Stephen N. Zack (JD 71) was honored Sept. 12 during the naming ceremony of UF Law’s Stephen
N. Zack Hall.
“There is nothing that I have achieved in my professional life that would have been possible without this university and without this law school,” said Zack, immediate past president of the American Bar Association.
The naming follows an $800,000 gift from Zack and his law firm, Boies, Schiller & Flexner LLP, which when matched by the Legislature will establish the $1.3 million Stephen N. Zack Law Endowment.
“He helped the legal profession in so many ways,” retired Justice Sandra Day O’Connor said, “and he’s doing it again with his generous gift to this law school.”
The income from the dean’s discretionary fund will be used to enhance academic programs — especially those involved with the education of law students in matters of legal ethics and professionalism — and to increase the diversity of the student body.
The latter is a priority Zack championed during his term as ABA president and is part of the legal profession’s overall goal of increasing diversity.
“He worked tirelessly to help gain equal access to justice for all segments of our society, adequately
fund the judiciary, ensure a proper civic education for young students and establish a commission on Hispanic legal rights and responsibilities,” UF Law Dean Robert Jerry said.
Zack Hall is an existing part of the UF Law campus, now bearing new lettering unveiled during the ceremony.

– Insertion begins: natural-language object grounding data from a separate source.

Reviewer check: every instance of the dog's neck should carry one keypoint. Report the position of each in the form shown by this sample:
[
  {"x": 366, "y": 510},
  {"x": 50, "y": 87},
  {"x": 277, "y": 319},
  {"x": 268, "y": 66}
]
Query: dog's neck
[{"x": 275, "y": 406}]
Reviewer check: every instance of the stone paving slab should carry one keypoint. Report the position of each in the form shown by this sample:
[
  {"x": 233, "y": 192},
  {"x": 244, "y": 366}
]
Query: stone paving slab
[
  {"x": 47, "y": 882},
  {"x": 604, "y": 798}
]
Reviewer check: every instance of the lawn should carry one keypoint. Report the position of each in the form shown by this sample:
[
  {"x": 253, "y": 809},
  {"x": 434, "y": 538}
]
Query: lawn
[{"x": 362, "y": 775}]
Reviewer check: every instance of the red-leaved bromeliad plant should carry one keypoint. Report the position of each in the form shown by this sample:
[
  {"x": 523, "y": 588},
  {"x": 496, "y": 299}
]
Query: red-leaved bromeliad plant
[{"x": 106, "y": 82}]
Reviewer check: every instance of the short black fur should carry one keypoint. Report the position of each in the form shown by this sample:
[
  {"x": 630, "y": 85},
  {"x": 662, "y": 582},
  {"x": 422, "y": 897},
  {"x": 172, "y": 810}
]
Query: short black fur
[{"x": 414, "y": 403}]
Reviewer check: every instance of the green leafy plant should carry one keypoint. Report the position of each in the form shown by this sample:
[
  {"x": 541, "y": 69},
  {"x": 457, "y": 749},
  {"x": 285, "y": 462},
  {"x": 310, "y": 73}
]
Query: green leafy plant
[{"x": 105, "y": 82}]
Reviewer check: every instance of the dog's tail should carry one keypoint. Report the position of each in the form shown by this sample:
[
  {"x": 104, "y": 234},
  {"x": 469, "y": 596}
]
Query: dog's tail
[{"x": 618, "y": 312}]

Well over a hundred people observed the ceremony, including former Gov. Bob Graham, University of Florida President Bernie Machen, past ABA president (2000-2001) Martha Barnett (JD 73), Judge Rosemary Barkett (JD 70) of the 11th Circuit United States Court of Appeals and Florida Supreme Court Justice Peggy Quince.
“Without diverse students, we’re not going to have diverse lawyers,” Zack said. “Without diverse lawyers, we’re not going to have diverse judges. And without diverse judges, the rule of law is in jeopardy.”
Zack, who moved to Cuba from Detroit with his parents at 2 months old, came back to the United States at the age of 14 and went to high school in Miami Beach. After earning his J.D. from UF Law in 1971, he
immediately began working in Washington, D.C., as Sen. Claude Pepper’s legislative aide. He returned to Miami and has been active in civic and philanthropic organizations. He was the youngest person elected to be president of The Florida Bar (1989-1990).
“His Cuban roots, the University of Florida and this law school all gave him the opportunities to do what he has now so grandly achieved,” said Graham, who is also a former U.S. senator from Florida.
Among Zack’s other accomplishments are working in 2000 as a trial attorney for Vice President Al Gore
in Bush v. Gore, serving as general counsel on Graham’s gubernatorial staff, serving as chair to the Florida State Ethics Commission, and serving on the Florida Constitution Revision Commission. He is administrative partner with the firm of Boies, Schiller & Flexner, LLP, in Miami.
“Today is a great day for diversity,” Zack said. “I appreciate the opportunity to be a small part of that effort.”